Rdzenny Europejczyk to nie homo sapiens, ale neandertalczyk. Polacy powstali z trzech fal migracji
To czy naród tworzy państwo czy na odwrót, jest kwestią sporną. Nie jest nią natomiast to, kim byli ludzie mieszkający przed laty na terenach dzisiejszej Polski. Powstaliśmy z trzech wielkich fal migracji. Przybysze z pierwszej z nich mieli ciemną skórę i jasne oczy.
Wiedza o genetyce grup etnicznych i nacji wydaje się szemrana. Zważywszy na historię XX wieku, w sumie trudno się dziwić. Wiemy, że gatunek homo sapiens narodził się na afrykańskich sawannach i niewiele ponad to. W specjalnym wydaniu Magazynu Świątecznego "Gazety Wyborczej" Tomasz Ulanowski tłumaczy, kim z punktu widzenia genetyki byli nasi przodkowie. Autor pracuje właśnie nad książką "O powstaniu Polaków".
Pierwsi ludzie żyli w czasach, kiedy nie byli jedynym gatunkiem człowieka. Przedstawiciele homo sapiens w trakcie wędrówki z Afryki na inne kontynenty uprawiali seks z neandertalczykami. I choć ci drudzy wymarli już blisko 40 tysięcy lat temu, część ich materiału genetycznego nie-Afrykanie przekazują sobie do dziś. Szacuje się, że w około dwóch procentach każdy z nas jest neandertalczykiem. To nie wszystko. Nawet ci z nas, którzy dysponują drzewami genealogicznym udowadniającym "polskość" do XVII wieku wstecz, są potomkami migrantów, którzy przybyli na ziemie polskie w trzech falach.
Pierwsza z nich minęła się jeszcze w tyglu prehistorii z neandertalczykami. 45 tysięcy lat temu na tereny dzisiejszej Polski przybyło plemię nomadyczne, zajmujące się łowiectwem i zbieractwem. Musieli wyglądać dość niesamowicie - jak pisze w swoim tekście "Wszyscy Polacy to jedna rodzina" Ulanowski – mieli ciemną skórę i jasne oczy. Kolejnymi przybyszami byli rolnicy z Bliskiego Wschodu.
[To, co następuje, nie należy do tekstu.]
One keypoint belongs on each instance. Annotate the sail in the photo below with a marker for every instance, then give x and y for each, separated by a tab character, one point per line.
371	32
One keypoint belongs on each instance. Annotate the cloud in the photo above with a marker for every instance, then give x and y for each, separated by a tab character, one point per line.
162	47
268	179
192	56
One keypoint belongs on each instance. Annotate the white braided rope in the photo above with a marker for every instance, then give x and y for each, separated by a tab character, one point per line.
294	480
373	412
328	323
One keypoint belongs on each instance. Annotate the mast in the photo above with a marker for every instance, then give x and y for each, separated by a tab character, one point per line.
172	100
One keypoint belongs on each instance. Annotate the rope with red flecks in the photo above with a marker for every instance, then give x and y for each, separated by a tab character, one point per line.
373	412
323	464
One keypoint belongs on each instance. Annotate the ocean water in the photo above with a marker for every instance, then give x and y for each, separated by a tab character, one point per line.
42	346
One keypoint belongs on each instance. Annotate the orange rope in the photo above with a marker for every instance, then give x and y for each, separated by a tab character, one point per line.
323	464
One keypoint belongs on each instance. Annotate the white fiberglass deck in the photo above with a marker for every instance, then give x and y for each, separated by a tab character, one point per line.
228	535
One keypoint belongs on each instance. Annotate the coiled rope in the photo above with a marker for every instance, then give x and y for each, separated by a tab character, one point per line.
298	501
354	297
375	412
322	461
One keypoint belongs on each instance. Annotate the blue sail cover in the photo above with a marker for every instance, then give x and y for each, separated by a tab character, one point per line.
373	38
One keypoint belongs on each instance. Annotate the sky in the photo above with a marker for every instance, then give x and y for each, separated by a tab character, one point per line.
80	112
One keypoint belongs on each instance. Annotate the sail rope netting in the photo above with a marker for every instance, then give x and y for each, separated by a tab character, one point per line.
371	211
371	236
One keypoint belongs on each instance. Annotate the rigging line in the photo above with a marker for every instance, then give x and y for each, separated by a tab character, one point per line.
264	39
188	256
Zawitali w nasze okolice około 9 tysięcy lat temu. Cechowały ich ciemne oczy, włosy i jasna karnacja.
Największe piętno genetyczne na naszych przodkach odcisnęło jednak plemię poruszających się konno wojowników. Przedstawiciele plemienia z kultury grobów jamowych byli wyżsi od ówczesnych Europejczyków i, podobnie jak rolnicy z Bliskiego Wschodu, ciemnoocy i bladzi. Co ciekawe, dominowali w nim mężczyźni, którzy łączyli się w pary z lokalnymi kobietami. Jak nietrudno się domyślić "łączyli się w pary" to w tym przypadku określenie eufemistyczne. Ta ostatnia ogromna fala migracji pojawiła się na terenach dzisiejszej Polski 4,5 tys. lat temu. Oprócz podwyższenia średniego wzrostu populacji zawdzięczaliśmy im koło i umiejętność jazdy wierzchem, wcześniej nieznane na tych ziemiach.
Zajmujący się genetyką prof. Tomasz Grzybowski z Uniwersytetu Mikołaja Kopernika w Bydgoszczy, twierdzi, że ponad jedna czwarta wszystkich mężczyzn w Polsce ma wspólnego przodka. Co prawda żył on jakieś 2-3 tysiące lat temu, ale świadomość, że co czwarty facet, którego mija się na ulicy to w pewnym sensie "ktoś z rodziny", robi wrażenie.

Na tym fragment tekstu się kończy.